It’s Time to Get Ready for the Return of the Dead

When talking about the dead around Halloween time, some think about ghouls and goblins and things that go bump in the night. Others think of sadness, horror and fear. But for Mexicans, it’s fiesta time, in celebration of Día de los Muertos (Day of the Dead), Nov. 2.

Mexicans believe the day opens a window to the world of the deceased, when those left behind can reunite with their loved ones. It is a tradition that mixes indigenous and Catholic rituals and beliefs.

Traditionally, the fiesta starts on Oct. 31 with 12 bell chimes at noon to announce the arrival of dead children. Friends and family wait for them at their homes with tables laden with white flowers, candles – one for every child in the family – glasses of water and a plate of salt, to purify the soul. Toys and incense are set out as well. Later they offer the dead children chocolate, bread and fruit.
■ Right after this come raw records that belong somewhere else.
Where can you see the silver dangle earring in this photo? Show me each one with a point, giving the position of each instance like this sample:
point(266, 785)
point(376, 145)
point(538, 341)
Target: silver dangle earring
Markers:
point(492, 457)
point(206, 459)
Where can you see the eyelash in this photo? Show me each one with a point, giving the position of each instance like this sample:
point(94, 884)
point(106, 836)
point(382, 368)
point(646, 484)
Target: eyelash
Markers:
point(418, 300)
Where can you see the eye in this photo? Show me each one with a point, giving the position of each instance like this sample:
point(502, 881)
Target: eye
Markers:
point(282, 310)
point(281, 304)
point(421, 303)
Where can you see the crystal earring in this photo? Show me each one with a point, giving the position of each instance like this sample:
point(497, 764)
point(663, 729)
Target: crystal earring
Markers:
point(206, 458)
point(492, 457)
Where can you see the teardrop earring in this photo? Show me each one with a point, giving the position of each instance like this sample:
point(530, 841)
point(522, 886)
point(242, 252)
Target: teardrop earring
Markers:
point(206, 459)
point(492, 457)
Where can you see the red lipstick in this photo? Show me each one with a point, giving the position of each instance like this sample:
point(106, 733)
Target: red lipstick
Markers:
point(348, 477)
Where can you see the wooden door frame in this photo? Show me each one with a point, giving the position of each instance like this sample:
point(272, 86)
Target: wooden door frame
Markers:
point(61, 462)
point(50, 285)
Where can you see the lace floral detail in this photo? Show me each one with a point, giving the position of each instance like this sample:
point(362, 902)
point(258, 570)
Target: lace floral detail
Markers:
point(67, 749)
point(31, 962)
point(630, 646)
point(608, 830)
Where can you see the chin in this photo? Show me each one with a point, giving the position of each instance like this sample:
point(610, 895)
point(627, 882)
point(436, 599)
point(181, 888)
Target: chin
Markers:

On Nov. 1 at noon, churches ring bells to bid a solemn farewell to deceased kids and then welcome adults with 12 more chimes. They are offered yellow cempasúchil (marigold) flowers, black candlesticks with long candles, food offerings, water and salt. Later, the family gets together to pray the rosary and light a candle dedicated to someone special. At the end of the ceremony, another candle is lit for forgotten souls. Chairs are readied for the departed, and some families make a bed for them.

On Nov. 2, 12 more bells announce the departure of the dead at noon. It’s customary to eat rice, chicken and mole on this day. The following day, more offerings are made.

Traditionally there is also an “altar de muertos” (altar of the dead), decorated with different motifs and usually bearing the favorite meal of the deceased, pan de muerto (see sidebar), beverages and photos.

According to members of the Mexican community in Costa Rica, some families organize a picnic at the cemetery, where they plant flowers, paint the tomb and set a “table” with food on the grave site. Some relatives even bring a mariachi band to help celebrate.

The Mexico Institute in the eastern San José neighborhood of Los Yoses has scheduled Nov. 1 as the day to celebrate with an altar de muerto installation and sales of traditional food and beverages starting at 5 p.m.

For more information, call the institute at 2283-2333, ext. 204.


Pan de Muerto

Pan de muerto (bread of the dead) is a must for any Día de los Muertos table.


5 cups flour

3 tbs yeast

5 whole eggs

5 egg yolks

2 sticks butter

1 cup sugar

3 tbs agua de azahar (available in drugstores as espíritu de azahar)

1 tbs orange zest

1 pinch salt

Sugar for dusting


Dissolve the yeast in four tablespoons warm water, add half a cup of flour and make a soft ball of dough. Let rise for 15 minutes until double in size.

Mix the rest of the flour, salt and sugar. Make a well in the dough and put in the middle three whole eggs, five yolks, butter, orange zest and agua de azahar. Knead well.

Add the small ball of yeast dough and knead again. Let sit in a warm place for an hour until nearly double in size.

Knead again. Shape the bread in round loaves or in the shape of skulls. Place in greased molds.

Beat the remaining two eggs. Decorate the loaves with pieces of dough rolled out to resemble bones or tears; use some of the beaten egg to attach them.

Glaze the entire loaves with the remaining beaten egg and dust with sugar.

Bake in a preheated 350 F oven for 30 to 40 minutes. Let cool and store in a warm, dry place.